Shared infrastructure — 4x ASUS Ascent GX10 / GB10 vLLM cluster

This file is the canonical reproducibility reference for both blog posts in this folder (README.md for Qwen3.5-397B-A17B-FP8 + MTP, and nemotron-3-ultra/README.md for Nemotron-3-Ultra-550B-A55B-NVFP4).

If you only care about one model's numbers, the blog post for that model is self-contained — it inlines the launch command, the image lineage, and the bench script. This file collects the once-per-cluster setup that both posts share, so we don't have to repeat it twice.

Hardware

4x ASUS Ascent GX10 systems, one is the head/API node and three are workers, all Ray-connected.
Each GX10: NVIDIA GB10 Blackwell Grace-Blackwell superchip, 128 GiB unified memory (CPU + iGPU share one pool), CX-7 200 GbE NIC.
Networking: 1 GbE mgmt link between the control box (<control-node>) and the head GX10 (<spark-user>@<head-node>); 200 GbE fabric (<fabric-subnet>) directly between the 4 GX10s via ConnectX-7. Model staging uses control→head over 1 GbE then head→workers in parallel over the 200 GbE fabric, which is ~4× faster than fanning out from the control node naively.
GX10 unified-memory budget visible to vLLM: ~111 GiB (128 spec → 119 free after CMA reservation → 111 inside the container after kernel slab
- driver overhead).

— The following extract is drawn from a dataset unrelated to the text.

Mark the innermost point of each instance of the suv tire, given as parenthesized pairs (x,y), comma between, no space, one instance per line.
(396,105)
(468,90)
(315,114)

Firm cap for --gpu-memory-utilization-gb is 110 GiB (custom mod enforces 0.5 GiB safety margin).

control node            head GX10              worker GX10s
<control-node>           <head-node>           <worker-mgmt-ips>
  ─── 1 GbE ────────────►   │                         │
                            │  ──── 200 GbE ─────►   │
                            │  fabric:            <worker-fabric-ip-1>
                            │  <head-fabric-ip>     <worker-fabric-ip-2>
                            │                     <worker-fabric-ip-3>
                            ▼
                        vllm serve on :8000 (head)
                        Ray workers on the 3 others

OS detail: each GX10 is headless (default systemd target multi-user.target — a graphical desktop would burn 2-3 GiB of unified memory we want for KV).

Source repo

The cluster launcher lives at github.com/eugr/spark-vllm-docker (cloned at ~/spark-vllm-docker/ on the head GX10). The pieces we use:

File	Purpose
`Dockerfile`	Builds the base `vllm-node` image from `nvidia/cuda:13.2.0-devel-ubuntu24.04`. Compiles PyTorch + flashinfer + vLLM from local wheels. Pins `torch==2.11.0+cu130`.
`Dockerfile.mimo-runtime`	Layered image `vllm-node-mimo` on top of `vllm-node-tf5` — overrides transformers ≥5.0 and force-reinstalls torch 2.11.0+cu130. Required for Qwen3.5-MTP.
`build-and-copy.sh -c`	Builds `vllm-node` locally then scp's the image tarball to the 3 worker GX10s over fabric.
`launch-cluster.sh`	Multi-node Ray + vllm launcher. Spawns the container on each node, wires Ray, runs `vllm serve` on the head.
`run-recipe.sh <recipe.yaml>`	Resolves a recipe yaml (mods, flags, env) and calls `launch-cluster.sh`.
`recipes/4x-spark-cluster/*.yaml`	The yamls (per model) describing the launch — flags, env, mods, command template.
`mods/`	Git-patch directories that modify the in-container vLLM source. Each recipe lists which ones it needs.
`wheels/`	Pinned vLLM + flashinfer wheels. Bumping vLLM means dropping new wheels here and rebuilding.
`relaunch--tp.sh`	Per-model "one-shot" wrappers: stop the previous container on all 4 nodes, then `./run-recipe.sh -d ...`.

Docker image lineage

nvidia/cuda:13.2.0-devel-ubuntu24.04
    │  + ccache, build tools, libibverbs (RDMA)
    │  + pip install torch==2.11.0+cu130, triton, nvshmem
    │
    ▼
vllm-node:latest          ◀── used by Nemotron-3-Ultra recipe
    │  Builds vLLM + flashinfer wheels into the image, base for everything below.
    │
    ├──► vllm-node-tf5:latest
    │       (older transformers, stable for non-MTP)
    │
    └──► vllm-node-tf5 + Dockerfile.mimo-runtime
            │  ENV overrides + reinstall wheels with transformers≥5.0
            │  RUN force-reinstall torch==2.11.0+cu130
            ▼
        vllm-node-mimo:latest  ◀── used by Qwen3.5-397B-A17B-FP8 + MTP recipe

The two "live" images on the cluster right now are vllm-node and vllm-node-mimo. Both pin vLLM 0.22.1rc1.dev124+gace95c9cf.d20260603. vllm-node-tf5 is the layered base for mimo but is not itself launched.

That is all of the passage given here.